Favre-Racouchot syndrome (syn. nodular elastoidosis with cysts and comedones; elastoidosis cutanea nodularis et cystica) is a peculiar complication of solar (senile) degeneration of the skin manifesting with yellowish and atrophic skin, multiple, large, black comedones, follicular cysts, wrinkles and furrows, and yellowish nodules affecting mostly the temporo-periorbital skin of elderly individuals. Its exact pathogenesis is unclear but clinicopathologic and histochemical studies suggest that extensive exposure to sun and harsh weather is largely responsible. The pigmented skin is apparently less predisposed.
Case Report
A 70-year-old male presented with yellowish discoloration, atrophy, wrinkles and furrows, closed and open comedones with dark central plug and patulous opening, small cysts, numerous small yellowish papules and nodules over forehead, periorbital and temporal areas for over 15 years (Fig. 1). The skin over nape of neck was thickened and leathery having accentuated markings and furrows in rhomboid configurations. The patient was a farmer and native of a high altitude area. The patient refused for biopsy. After a clinical diagnosis of Favre-Racouchot syndrome, he was prescribed broad spectrum topical sunscreen creams, avoidance of undue sun exposure, and advised to follow up regularly.
Figure 1A, B. Marked sun-damaged skin with atrophy, yellowish discoloration, yellowish nodules, prominent wrinkles and furrows, multiple, open and closed, non-inflammatory comedones present bilaterally over forehead, periorbital and temporal areas; C. Characteristic thickened, leathery skin of neck with accentuated markings and furrows of Cutis rhomboidalis nuchae.
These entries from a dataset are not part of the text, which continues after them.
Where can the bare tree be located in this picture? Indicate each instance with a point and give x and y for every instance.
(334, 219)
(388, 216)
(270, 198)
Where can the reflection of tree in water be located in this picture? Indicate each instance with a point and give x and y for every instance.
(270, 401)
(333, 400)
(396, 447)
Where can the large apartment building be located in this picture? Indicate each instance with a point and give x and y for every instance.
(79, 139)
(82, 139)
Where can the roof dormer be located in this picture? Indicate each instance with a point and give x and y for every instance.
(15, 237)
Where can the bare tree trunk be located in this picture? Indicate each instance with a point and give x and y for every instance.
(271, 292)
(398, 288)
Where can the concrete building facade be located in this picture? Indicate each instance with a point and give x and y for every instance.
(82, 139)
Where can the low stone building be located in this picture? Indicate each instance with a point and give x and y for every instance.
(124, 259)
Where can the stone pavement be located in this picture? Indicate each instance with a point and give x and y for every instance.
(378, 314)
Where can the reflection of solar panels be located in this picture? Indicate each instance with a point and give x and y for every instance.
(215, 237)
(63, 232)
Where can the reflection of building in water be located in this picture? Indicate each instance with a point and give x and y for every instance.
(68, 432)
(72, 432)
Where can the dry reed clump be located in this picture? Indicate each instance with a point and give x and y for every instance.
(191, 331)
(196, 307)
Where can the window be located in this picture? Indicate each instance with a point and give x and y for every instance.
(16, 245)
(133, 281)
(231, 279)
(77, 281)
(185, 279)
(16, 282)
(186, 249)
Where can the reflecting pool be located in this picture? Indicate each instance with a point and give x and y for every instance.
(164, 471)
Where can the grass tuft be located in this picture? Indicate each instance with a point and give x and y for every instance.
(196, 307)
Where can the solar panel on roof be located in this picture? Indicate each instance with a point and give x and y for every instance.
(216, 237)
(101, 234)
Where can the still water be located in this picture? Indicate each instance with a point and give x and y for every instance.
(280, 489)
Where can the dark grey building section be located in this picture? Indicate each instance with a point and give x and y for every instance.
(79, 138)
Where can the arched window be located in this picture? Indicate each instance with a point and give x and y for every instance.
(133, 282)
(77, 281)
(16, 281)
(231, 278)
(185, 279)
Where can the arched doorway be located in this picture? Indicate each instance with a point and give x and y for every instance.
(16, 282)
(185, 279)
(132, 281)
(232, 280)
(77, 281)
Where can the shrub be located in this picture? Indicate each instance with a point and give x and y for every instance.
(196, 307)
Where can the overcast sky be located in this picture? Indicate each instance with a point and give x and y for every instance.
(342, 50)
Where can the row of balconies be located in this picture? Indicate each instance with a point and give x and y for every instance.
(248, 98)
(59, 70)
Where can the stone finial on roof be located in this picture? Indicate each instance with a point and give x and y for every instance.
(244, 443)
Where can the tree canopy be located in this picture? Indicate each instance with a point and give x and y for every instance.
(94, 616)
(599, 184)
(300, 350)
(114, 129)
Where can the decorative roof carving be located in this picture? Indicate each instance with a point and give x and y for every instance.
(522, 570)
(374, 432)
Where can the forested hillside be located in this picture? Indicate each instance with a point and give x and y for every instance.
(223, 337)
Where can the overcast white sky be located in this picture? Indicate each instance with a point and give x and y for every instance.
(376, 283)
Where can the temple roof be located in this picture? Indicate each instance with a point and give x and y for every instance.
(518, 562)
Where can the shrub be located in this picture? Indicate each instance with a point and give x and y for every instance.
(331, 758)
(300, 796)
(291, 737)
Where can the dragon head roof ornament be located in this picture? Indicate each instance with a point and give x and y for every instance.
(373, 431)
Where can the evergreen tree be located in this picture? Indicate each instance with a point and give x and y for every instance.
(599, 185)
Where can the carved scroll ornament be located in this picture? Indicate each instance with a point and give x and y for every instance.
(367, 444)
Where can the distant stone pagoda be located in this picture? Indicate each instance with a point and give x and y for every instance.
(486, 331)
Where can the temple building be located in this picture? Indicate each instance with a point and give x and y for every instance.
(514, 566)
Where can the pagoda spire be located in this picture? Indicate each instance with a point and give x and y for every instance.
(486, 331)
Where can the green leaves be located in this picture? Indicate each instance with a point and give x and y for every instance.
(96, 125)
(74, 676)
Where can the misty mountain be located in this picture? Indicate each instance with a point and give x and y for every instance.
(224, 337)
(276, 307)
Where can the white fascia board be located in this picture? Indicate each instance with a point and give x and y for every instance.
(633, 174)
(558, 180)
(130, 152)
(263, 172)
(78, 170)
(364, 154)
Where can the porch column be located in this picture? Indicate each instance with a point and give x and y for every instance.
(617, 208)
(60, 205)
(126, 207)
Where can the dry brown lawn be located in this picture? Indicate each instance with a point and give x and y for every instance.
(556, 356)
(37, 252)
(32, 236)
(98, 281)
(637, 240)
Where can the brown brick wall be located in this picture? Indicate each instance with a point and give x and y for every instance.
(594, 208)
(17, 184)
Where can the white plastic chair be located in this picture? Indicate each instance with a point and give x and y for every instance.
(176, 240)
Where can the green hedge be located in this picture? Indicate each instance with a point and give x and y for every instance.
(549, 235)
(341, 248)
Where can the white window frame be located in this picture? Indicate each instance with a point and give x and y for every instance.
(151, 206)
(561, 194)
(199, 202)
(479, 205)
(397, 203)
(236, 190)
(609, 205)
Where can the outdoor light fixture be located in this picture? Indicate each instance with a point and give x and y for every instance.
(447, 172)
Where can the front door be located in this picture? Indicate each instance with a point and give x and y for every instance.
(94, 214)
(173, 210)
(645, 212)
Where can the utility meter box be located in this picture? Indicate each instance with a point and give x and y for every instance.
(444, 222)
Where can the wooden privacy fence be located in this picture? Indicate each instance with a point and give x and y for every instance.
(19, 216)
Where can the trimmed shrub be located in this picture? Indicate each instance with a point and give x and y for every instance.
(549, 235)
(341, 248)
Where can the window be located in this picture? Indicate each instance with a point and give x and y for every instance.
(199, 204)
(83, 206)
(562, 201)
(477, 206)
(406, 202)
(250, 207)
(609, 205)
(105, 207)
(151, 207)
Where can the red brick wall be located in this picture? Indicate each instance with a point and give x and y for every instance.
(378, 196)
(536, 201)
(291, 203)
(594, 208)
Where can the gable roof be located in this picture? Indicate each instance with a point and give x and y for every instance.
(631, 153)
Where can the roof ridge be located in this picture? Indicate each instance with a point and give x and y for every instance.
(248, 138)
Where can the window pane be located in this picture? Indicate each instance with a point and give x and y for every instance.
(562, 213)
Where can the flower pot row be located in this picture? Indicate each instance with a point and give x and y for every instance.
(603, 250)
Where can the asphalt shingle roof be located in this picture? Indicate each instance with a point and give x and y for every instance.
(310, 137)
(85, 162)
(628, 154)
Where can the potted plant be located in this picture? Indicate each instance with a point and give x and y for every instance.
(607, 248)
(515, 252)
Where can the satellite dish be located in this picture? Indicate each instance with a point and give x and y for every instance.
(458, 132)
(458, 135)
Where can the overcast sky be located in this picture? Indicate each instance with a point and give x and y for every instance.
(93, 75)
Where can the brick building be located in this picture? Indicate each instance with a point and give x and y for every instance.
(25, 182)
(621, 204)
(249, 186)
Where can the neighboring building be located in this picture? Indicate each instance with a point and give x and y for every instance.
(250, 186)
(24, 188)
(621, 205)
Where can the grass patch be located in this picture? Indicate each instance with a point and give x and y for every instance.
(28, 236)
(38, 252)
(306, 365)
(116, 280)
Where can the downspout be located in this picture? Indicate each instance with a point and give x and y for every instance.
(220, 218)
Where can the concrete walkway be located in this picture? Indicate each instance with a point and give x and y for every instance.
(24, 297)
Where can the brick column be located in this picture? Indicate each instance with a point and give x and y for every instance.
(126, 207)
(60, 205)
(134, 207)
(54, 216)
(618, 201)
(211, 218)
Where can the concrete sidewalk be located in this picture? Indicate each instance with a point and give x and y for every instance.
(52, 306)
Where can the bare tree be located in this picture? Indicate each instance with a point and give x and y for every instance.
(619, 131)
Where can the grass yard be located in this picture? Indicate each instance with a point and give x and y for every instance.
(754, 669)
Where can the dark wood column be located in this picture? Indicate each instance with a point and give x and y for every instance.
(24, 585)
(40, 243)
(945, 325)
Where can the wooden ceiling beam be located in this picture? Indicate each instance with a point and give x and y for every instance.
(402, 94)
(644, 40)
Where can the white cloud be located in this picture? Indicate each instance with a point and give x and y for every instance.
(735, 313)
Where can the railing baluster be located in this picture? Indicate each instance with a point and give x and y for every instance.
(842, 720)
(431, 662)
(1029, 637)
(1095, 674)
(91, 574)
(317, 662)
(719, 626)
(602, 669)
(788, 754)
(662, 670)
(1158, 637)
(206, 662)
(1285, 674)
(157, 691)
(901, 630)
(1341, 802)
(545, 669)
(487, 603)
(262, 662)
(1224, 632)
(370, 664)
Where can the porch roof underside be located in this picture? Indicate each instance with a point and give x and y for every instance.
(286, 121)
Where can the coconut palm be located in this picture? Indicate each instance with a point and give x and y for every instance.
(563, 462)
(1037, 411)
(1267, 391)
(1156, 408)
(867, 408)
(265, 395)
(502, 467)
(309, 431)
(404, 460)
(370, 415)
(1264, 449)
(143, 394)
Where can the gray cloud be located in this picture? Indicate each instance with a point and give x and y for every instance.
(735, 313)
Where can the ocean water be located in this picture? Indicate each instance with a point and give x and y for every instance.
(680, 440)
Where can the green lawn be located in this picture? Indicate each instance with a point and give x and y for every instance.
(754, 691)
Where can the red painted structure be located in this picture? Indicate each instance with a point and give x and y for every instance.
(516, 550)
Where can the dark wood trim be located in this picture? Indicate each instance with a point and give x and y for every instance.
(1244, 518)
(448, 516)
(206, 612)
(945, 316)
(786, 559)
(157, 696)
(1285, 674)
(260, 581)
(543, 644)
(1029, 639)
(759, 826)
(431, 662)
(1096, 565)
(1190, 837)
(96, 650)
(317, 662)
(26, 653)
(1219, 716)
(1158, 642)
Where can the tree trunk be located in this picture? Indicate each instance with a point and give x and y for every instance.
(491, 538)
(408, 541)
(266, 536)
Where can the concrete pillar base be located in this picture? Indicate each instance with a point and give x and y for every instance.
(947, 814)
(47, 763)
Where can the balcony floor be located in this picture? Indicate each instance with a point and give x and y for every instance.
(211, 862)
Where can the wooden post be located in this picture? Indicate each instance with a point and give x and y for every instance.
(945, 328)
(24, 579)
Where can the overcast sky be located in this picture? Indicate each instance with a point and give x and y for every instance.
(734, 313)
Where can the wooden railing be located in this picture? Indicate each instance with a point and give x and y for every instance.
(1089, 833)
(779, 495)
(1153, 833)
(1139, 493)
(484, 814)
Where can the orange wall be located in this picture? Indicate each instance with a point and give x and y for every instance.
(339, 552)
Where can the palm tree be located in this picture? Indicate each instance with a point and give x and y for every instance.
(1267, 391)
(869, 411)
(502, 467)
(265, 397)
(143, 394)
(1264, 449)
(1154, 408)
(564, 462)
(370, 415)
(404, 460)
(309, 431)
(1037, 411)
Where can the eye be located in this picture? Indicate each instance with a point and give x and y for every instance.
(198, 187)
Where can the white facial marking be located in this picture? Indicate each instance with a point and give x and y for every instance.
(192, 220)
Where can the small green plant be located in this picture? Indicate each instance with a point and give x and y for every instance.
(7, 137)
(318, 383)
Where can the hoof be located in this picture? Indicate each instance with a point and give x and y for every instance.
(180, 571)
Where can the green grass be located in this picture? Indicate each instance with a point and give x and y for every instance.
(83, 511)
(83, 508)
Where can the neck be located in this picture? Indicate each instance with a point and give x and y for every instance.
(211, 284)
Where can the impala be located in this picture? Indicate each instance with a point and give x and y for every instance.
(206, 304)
Favre-Racouchot syndrome occurs in approximately 6% individuals of >50 years of age and predominantly among whites [1]. Heavy smoking and radiation therapy are other reported predisposing factors [2,3]. Apart from temporo-periorbital skin, lateral neck, postauricular areas, earlobes, and forearms may rarely be involved. Although bilateral and symmetrical, one side may predominate presumably from asymmetrical sun exposure [4]. While cutis rhomboidalis nuchae is usual association, actinic keratosis, basal cell carcinoma, squamous cell carcinoma or keratoacanthoma may appear in sun-damaged skin [1]. Although histopathology is seldom required for diagnosis, it characteristically shows epidermal atrophy with significant solar elasotsis and basophilic (actinic) degeneration of the connective tissue in the upper dermis. The sebaceous glands are small in number and size or absent. The dilated pilosebaceous infundibula form loose keratin-filled comedones and follicular cysts lined with fattened epithelium [5]. Favre-Racouchot syndrome may be misdiagnosed as acne (A. vulgaris, A. comedonica or A. papulopustulosa), syringoma, and trichoepithelioma. These patients are young and readily discerning feature is presence of inflammation in acne vulgaris and absence of comedones in others. Colloid milia or sebaceous hyperplasia seen in later years of age can be differentiated by the absence of associated wrinkling, furrowing and other skin changes of Favre-Racouchot syndrome. Pseudoxanthoma elasticum or plane xanthomas are diagnosed on histology. Chemical peels, dermabrasion, comedo extraction, curettage, multi-staged surgical excision, and CO2 laser peel have produced variable cosmetic results [1,6]. Topical application of tretinoin or retinaldehyde alone or in conjunction with above procedures or oral isotretinoin (0.05-0.1 mg/kg) for 4-6 months is beneficial in some patients [1,7]. Retinaldehyde is less irritating than retinoic acid, significantly increases the surface area of elastic and collagen fibers, and reduces the appearance of the sun-damaged skin [7,8]. Sun protection will benefit in preventing progression.